氮杂环化合物的多相催化加氢反应及其可逆脱氢反应的最新进展

doi:10.1016/S1872-2067(19)63336-X

摘要/Abstract

摘要：

功能化1，2，3，4-四氢喹啉类化合物在医药、生物碱、农药和许多精细化学品的生产中作为具有生物活性的构筑单元和关键中间体，其合成越来越受到人们的关注.通过喹啉化合物的选择性加氢得到py-THQs具有高的原子效率，是一种直接和有效的方法.喹啉化合物的选择性加氢常面临以下问题和挑战：（1）喹啉类化合物的加氢反应具有较高的反应能垒，使得反应需要在苛刻的反应条件下进行；（2）加氢反应过程通常涉及多个中间体，可能会产生副产物；（3）取代喹啉类化合物如乙烯基、酮基、腈基、醛基、氨基、卤素等易还原取代基也可能发生氢化反应，导致选择性下降；（4）由于N-杂环中金属与N原子的强配位效应，催化活性位点易中毒，导致催化剂的可重用性较差.新型、高性能非均相催化剂的开发得到了不断关注，近期取得了一系列进展.
氮杂环化合物的催化脱氢也是有机合成的关键步骤，所得到的不饱和氮杂环化合物是各种生物活性化合物和药物的重要合成中间体.同时，从氢气存储的角度出发，有机分子的可逆加氢/脱氢被认为是液体有机储氢系统中一个很有前途的策略.氮杂环化合物的脱氢（释放氢气）和加氢（储存氢气）相结合，构建了一个有效的液态有机氢存储体系.研制一种能够实现氮杂环化合物可逆脱氢/加氢的催化剂越来越受到人们的关注.
近几十年来，功能化喹啉化合物选择性加氢高效多相催化剂的可控合成取得了重大突破，使人们能够从整体上关联结构-性能关系.本文综述了近年来该领域在催化剂合成策略、微观结构和化学特性、催化性能评价及其内在关系等方面取得的重要进展.本文首先介绍了单贵金属催化剂（Pd，Pt，Ru，Rh，Ir，Au）和双/多金属催化剂（RuCu，AuPd，PdNi）的研究现状，然后对储量丰富的廉价金属催化剂（Co，Fe，Ni，Cu）进行了综述.综合文献结论，反应介质、载体的性质、金属-载体相互作用、活性金属的电子结构、双金属或多金属协同效应、微观结构（核壳、包覆、蛋黄结构）以及纳米粒子的粒径大小对催化剂的最终催化行为起着重要作用.最后，引入氮杂环化合物的脱氢反应，形成一个可逆的加氢/脱氢体系用于液相有机氢储存系统，并对其反应机理及今后的研究方向进行了探讨.本综述将加深我们对氮杂环化合物催化转化的认识，为研究人员合理设计催化剂提供指导.

关键词: 氮杂环化合物, 选择性加氢, 脱氢反应, 多相催化剂, 构-效关系

Abstract:

The selective hydrogenation of quinolines to 1,2,3,4-tetrahydroquinolines (py-THQ) and its derivatives has attracted a considerable amount of attention as they show great versatility in many pharmaceuticals, agrochemicals, and fine chemicals.
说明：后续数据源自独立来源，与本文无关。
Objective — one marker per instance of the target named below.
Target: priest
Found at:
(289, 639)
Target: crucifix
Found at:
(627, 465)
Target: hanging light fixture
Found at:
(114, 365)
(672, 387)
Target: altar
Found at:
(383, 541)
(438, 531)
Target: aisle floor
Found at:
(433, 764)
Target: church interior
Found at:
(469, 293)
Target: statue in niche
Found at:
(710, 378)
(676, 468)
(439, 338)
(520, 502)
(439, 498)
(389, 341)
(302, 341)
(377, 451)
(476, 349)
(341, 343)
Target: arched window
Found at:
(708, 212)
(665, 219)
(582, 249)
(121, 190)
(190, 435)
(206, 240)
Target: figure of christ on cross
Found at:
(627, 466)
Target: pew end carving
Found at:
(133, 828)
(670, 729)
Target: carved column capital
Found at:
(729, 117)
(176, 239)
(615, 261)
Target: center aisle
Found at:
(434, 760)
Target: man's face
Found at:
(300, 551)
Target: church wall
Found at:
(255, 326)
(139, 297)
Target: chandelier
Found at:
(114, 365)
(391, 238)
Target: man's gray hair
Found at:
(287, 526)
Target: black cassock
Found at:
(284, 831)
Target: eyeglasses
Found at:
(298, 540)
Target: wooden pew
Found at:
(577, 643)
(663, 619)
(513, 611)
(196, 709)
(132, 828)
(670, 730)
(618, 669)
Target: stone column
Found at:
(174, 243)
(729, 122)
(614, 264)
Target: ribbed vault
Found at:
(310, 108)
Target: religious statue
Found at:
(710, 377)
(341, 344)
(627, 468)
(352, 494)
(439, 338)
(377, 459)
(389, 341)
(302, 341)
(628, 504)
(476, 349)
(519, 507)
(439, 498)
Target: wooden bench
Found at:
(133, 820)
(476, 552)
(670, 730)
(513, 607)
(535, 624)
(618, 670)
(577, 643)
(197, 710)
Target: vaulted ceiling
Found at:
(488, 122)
Over the past few decades, great breakthroughs have been achieved in the controlled synthesis of efficient heterogeneous catalysts used for the selective hydrogenation of functionalized quinoline compounds, which allow one to correlate the structure-property relationships. In this review, we will summarize the recent significant progress achieved in this field covering the synthetic strategies, microstructural and chemical features, catalytic performance, and internal relationships. State-of-the-art noble metal-based single (Pd, Pt, Ru, Rh, Ir and Au) and bi/multi-metallic catalysts (RuCu, AuPd, and PdNi) are first introduced, followed by a summary of earth-abundant metal-based catalysts (Co, Fe, Ni, and Cu). Finally, the dehydrogenation of N-heterocycles is introduced to form a reversible hydrogenation/dehydrogenation system for H₂ storage, which can be employed in a liquid organic hydrogen system. Furthermore, the reaction mechanism and future research direction in these areas are also discussed. This review will deepen our understanding of the catalytic transformation of N-heterocycles and provide guidance for researchers on the rational design of catalysts.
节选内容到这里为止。